Curigai Kondisi Kesehatan Kim Jong Un, Jepang Temukan 'Pergerakan Aneh' di Korea Utara
Jepang akui mendeteksi 'pergerakan aneh' di Korea Utara. Jepang juga mencurigai terkait kondisi kesehatan Pemimpin Tertinggi Korea Utara, Kim Jong Un.
TRIBUNBATAM.id, PYONGYANG - Ketegangan yang terjadi di perbatasan Korea Utara dengan Korea Selatan menjadi perhatian sejumlah negara di dunia.

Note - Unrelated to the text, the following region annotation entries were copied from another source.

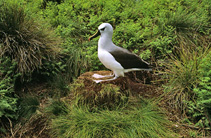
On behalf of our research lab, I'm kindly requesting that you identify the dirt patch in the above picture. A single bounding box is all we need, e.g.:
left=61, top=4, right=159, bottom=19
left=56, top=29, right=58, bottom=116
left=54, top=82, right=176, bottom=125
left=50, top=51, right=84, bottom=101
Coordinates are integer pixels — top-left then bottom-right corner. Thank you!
left=78, top=71, right=161, bottom=98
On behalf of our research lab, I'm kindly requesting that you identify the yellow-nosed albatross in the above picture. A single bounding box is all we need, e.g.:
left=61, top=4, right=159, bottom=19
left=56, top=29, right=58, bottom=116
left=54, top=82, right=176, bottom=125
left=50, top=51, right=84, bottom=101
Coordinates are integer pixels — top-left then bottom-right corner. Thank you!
left=89, top=23, right=152, bottom=83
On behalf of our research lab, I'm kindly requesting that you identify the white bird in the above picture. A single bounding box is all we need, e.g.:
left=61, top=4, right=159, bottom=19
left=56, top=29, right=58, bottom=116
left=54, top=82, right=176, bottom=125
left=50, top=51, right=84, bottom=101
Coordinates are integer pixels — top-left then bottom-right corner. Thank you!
left=89, top=23, right=152, bottom=83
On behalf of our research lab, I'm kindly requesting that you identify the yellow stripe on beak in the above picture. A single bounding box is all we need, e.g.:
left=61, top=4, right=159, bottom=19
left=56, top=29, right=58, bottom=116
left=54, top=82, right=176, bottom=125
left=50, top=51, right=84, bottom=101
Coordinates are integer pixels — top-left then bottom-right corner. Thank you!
left=89, top=30, right=100, bottom=41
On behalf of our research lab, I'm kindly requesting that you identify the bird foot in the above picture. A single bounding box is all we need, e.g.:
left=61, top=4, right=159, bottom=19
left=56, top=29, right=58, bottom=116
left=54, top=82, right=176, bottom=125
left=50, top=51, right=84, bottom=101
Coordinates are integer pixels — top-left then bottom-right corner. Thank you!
left=93, top=77, right=118, bottom=83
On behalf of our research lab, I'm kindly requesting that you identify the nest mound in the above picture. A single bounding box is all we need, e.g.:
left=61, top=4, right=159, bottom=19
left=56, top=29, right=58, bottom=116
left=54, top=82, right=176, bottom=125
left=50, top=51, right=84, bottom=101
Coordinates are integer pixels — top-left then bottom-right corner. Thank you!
left=66, top=71, right=160, bottom=109
left=77, top=71, right=160, bottom=98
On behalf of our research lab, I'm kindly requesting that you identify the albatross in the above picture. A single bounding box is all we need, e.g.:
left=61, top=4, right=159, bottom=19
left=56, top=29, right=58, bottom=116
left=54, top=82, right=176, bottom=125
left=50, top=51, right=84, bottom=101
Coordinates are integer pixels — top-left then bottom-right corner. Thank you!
left=89, top=23, right=152, bottom=83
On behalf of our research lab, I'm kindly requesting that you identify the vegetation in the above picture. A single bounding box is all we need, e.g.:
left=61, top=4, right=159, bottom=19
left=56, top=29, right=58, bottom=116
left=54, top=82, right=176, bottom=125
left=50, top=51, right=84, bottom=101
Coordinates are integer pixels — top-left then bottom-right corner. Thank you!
left=0, top=0, right=211, bottom=137
left=52, top=101, right=173, bottom=138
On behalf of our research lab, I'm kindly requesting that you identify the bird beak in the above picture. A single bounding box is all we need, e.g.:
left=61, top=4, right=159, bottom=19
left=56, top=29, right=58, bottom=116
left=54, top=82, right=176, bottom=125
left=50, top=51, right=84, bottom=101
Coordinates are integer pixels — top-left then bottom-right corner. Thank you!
left=89, top=30, right=100, bottom=41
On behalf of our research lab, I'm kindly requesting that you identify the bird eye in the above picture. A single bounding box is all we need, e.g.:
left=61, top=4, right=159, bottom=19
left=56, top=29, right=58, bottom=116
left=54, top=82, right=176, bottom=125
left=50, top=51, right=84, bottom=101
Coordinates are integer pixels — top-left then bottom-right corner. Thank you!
left=100, top=27, right=105, bottom=31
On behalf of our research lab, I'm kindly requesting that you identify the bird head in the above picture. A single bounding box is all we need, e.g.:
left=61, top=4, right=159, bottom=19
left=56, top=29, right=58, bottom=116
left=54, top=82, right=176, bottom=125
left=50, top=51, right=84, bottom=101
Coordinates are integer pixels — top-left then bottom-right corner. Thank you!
left=89, top=23, right=113, bottom=41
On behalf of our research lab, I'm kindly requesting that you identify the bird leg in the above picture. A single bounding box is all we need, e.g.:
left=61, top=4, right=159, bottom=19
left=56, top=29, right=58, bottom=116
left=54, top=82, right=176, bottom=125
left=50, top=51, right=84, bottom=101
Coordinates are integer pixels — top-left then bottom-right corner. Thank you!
left=93, top=76, right=118, bottom=83
left=92, top=74, right=114, bottom=79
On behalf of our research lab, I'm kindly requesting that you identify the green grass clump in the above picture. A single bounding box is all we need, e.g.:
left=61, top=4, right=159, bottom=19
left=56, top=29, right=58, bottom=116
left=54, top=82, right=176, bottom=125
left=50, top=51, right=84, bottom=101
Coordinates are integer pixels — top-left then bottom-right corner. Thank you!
left=70, top=80, right=129, bottom=109
left=52, top=102, right=173, bottom=138
left=162, top=47, right=210, bottom=113
left=0, top=1, right=59, bottom=75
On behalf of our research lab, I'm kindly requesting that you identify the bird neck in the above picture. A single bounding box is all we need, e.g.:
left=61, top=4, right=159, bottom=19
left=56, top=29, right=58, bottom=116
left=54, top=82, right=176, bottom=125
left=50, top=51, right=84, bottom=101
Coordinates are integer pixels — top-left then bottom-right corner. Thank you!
left=98, top=34, right=114, bottom=50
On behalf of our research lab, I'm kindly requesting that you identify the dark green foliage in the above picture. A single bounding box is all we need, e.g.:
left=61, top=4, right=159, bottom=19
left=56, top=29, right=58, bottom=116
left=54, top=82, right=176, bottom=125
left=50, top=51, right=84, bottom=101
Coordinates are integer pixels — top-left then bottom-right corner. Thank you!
left=18, top=97, right=40, bottom=121
left=189, top=52, right=211, bottom=127
left=0, top=0, right=211, bottom=137
left=0, top=58, right=19, bottom=136
left=0, top=1, right=59, bottom=75
left=52, top=99, right=174, bottom=138
left=0, top=58, right=18, bottom=119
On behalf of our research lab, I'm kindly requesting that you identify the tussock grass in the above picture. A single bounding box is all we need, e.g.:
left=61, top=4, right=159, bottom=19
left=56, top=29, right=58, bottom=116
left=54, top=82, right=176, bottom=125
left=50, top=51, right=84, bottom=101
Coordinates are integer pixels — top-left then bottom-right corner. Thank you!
left=164, top=47, right=210, bottom=113
left=0, top=2, right=60, bottom=75
left=52, top=102, right=173, bottom=138
left=70, top=80, right=129, bottom=109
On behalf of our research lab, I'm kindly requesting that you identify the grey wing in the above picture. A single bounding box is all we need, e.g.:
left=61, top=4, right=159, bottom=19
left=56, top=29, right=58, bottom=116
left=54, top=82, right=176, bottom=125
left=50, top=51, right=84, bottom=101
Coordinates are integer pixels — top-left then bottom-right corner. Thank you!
left=109, top=47, right=150, bottom=69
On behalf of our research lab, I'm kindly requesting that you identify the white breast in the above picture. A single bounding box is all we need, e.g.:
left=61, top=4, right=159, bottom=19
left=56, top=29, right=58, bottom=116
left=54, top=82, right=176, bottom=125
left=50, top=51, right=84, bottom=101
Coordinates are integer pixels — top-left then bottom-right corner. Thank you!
left=98, top=49, right=124, bottom=71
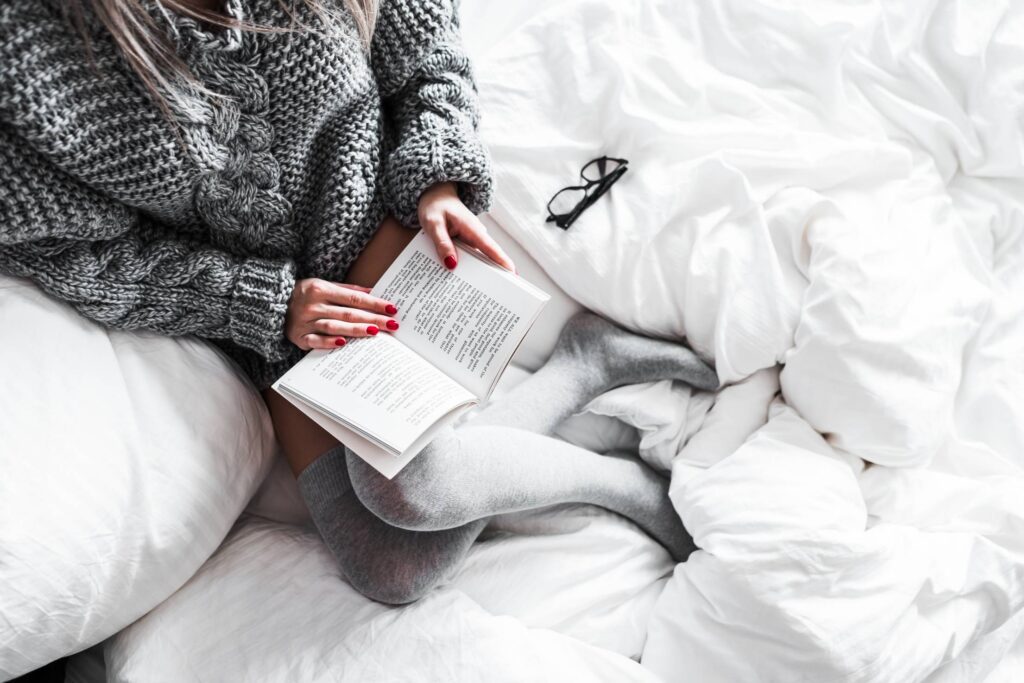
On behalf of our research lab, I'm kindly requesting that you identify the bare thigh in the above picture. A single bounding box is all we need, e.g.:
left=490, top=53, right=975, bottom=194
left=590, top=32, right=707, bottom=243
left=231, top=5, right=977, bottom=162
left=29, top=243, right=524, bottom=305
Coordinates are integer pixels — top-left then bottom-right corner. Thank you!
left=263, top=216, right=416, bottom=476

Termasuk Jepang, yang akui mendeteksi 'pergerakan aneh' di Korea Utara.
Jepang juga mencurigai terkait kondisi kesehatan Pemimpin Tertinggi Korea Utara, Kim Jong Un.
Hal ini lantaran Kim Jong Un kembali tidak muncul ke hadapan publik.

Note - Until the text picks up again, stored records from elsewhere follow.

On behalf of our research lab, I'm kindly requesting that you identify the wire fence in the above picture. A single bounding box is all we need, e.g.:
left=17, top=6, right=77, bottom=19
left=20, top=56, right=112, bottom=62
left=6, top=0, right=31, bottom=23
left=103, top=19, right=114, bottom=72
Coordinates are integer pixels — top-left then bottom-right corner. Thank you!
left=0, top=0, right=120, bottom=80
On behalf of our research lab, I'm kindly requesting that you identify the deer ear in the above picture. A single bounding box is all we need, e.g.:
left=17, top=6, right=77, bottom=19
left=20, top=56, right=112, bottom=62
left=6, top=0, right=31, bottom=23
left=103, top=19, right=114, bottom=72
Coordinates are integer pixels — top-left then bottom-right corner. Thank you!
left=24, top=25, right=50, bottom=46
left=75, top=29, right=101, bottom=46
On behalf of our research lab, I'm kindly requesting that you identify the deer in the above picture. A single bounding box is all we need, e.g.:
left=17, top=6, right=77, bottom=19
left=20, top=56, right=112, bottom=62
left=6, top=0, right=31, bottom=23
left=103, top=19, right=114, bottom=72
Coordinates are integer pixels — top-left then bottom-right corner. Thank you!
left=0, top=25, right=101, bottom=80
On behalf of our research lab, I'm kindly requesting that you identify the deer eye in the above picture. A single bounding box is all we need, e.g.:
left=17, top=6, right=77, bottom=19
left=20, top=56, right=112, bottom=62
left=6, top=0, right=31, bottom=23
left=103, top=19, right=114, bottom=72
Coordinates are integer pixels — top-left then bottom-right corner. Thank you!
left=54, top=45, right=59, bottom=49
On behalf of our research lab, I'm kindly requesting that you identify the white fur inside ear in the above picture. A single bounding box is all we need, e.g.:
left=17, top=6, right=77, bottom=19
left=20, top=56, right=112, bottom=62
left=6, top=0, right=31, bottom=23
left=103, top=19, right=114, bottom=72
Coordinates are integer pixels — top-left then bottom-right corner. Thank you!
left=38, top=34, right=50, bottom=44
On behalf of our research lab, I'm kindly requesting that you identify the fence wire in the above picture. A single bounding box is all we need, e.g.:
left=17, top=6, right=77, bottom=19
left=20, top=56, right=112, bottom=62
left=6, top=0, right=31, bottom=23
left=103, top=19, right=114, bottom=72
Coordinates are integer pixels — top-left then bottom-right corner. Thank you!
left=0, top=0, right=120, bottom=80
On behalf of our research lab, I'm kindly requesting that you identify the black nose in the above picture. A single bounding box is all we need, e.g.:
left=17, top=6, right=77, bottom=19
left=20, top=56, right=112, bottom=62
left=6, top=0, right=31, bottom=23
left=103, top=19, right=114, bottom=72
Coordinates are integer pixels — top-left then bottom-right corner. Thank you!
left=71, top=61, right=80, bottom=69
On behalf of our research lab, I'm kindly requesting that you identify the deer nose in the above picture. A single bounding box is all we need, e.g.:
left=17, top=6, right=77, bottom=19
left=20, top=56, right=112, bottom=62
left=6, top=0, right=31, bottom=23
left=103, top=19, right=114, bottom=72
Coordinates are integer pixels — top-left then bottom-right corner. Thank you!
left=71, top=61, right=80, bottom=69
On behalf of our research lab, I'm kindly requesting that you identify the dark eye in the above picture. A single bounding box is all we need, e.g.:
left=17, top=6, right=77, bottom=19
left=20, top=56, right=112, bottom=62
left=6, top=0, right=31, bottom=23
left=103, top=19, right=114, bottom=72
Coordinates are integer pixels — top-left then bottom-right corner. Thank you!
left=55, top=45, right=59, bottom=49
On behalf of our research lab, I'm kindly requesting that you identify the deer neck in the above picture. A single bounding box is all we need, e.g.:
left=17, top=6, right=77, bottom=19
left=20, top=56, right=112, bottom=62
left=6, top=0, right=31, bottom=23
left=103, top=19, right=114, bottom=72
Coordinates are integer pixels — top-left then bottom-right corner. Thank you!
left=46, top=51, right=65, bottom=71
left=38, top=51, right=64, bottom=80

Dalam rapat pers di Jepang, Menteri Pertahanan Jepang, Taro Kono menyatakan kecurigaannya akan kondisi kesehatan Kim Jong Un, namun dia tidak memberi penjelasan lebih lanjut.
Kepada media, Taro Kono juga mengatakan kalau 'pergerakan' di negara tertutup Korea Utara itu, "semua tampak aneh."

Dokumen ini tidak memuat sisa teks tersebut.